Recently, many methodologies have been introduced for reducing dynamic power for systems-on-chip (SoCs). These methodologies, however, impose restrictive physical constraints which have schedule impact or which are heavily dependent on logic functions such as clock gating.
This article presents an elegant methodology using pulsed latch instead of flip-flop without altering the existing design style. It reduces the dynamic power of the clock network, which can consume half of a chip's dynamic power. Real designs have shown approximately a 20 percent reduction in dynamic power using the methodology described below.
Dynamic power is consumed across all elements of a chip. The clock network is one of the large consumers of dynamic power. According to a recent IBM study , half of dynamic power is dissipated in the clock network.
Therefore, reducing power in the clock network can impact the overall dynamic power significantly. Designers already use a variety of techniques to reduce the clock power using smaller clock buffers, reducing the overall wiring capacitance, employing clock gating to reduce the dynamic power , and de-cloning to move the clock buffers at higher levels of hierarchy.
Even with these techniques, the dynamic power of clock network can be large since registers are used as state elements in the design. In general, a flip-flop is used as the register. A conventional flip-flop is composed of two latches (master and slave) triggered by a clock signal.
Flip-flop synchronization with the clock edge is widely used because it is matched with static timing analysis (STA). Timing optimization based on STA is must for SoCs. On the other hand, designers may choose to use a latch for storing the state. A latch is simple and consumes much less power than that of the flip-flop. However, it is difficult to apply static timing analysis with latch design because of the data transparent behavior.
A methodology has been developed which uses latches triggered with pulse clock waveforms. With this methodology, designers can apply static timing analysis and timing optimization to a latch design while reducing the dynamic power of the clock networks. The following describes this pulsed latch design methodology in detail and gives some guidelines as to how designers can apply this methodology in their designs.
Pulsed latch concept
A latch can capture data during the sensitive time determined by the width of clock waveform. If the pulse clock waveform triggers a latch, the latch is synchronized with the clock similarly to edge-triggered flip-flop because the rising and falling edges of the pulse clock are almost identical in terms of timing.
With this approach, the characterization of the setup times of pulsed latch are expressed with respect to the rising edge of the pulse clock, and hold times are expressed with respect to the falling edge of the pulse clock.

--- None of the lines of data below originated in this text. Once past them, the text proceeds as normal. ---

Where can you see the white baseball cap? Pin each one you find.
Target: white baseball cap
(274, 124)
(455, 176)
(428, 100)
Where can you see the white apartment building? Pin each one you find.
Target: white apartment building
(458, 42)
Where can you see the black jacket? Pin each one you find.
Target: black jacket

This means that the representation of timing models of pulsed latches is similar to that of the edge-triggered flip-flop.
The pulsed latch requires pulse generators that generate pulse clock waveforms with a source clock. The pulse width is chosen such that it facilitates the transition. The following diagram represents a simple pulse generator and the associated pulse waveform.
Figure 1 Pulse generator and waveform
In this methodology, the pulse generators are automatically inserted to satisfy several rules during clock-tree synthesis. Along with pulse generators, this approach also uses a number of matching delay cells to allow for match clock insertion delays with or without pulse generators.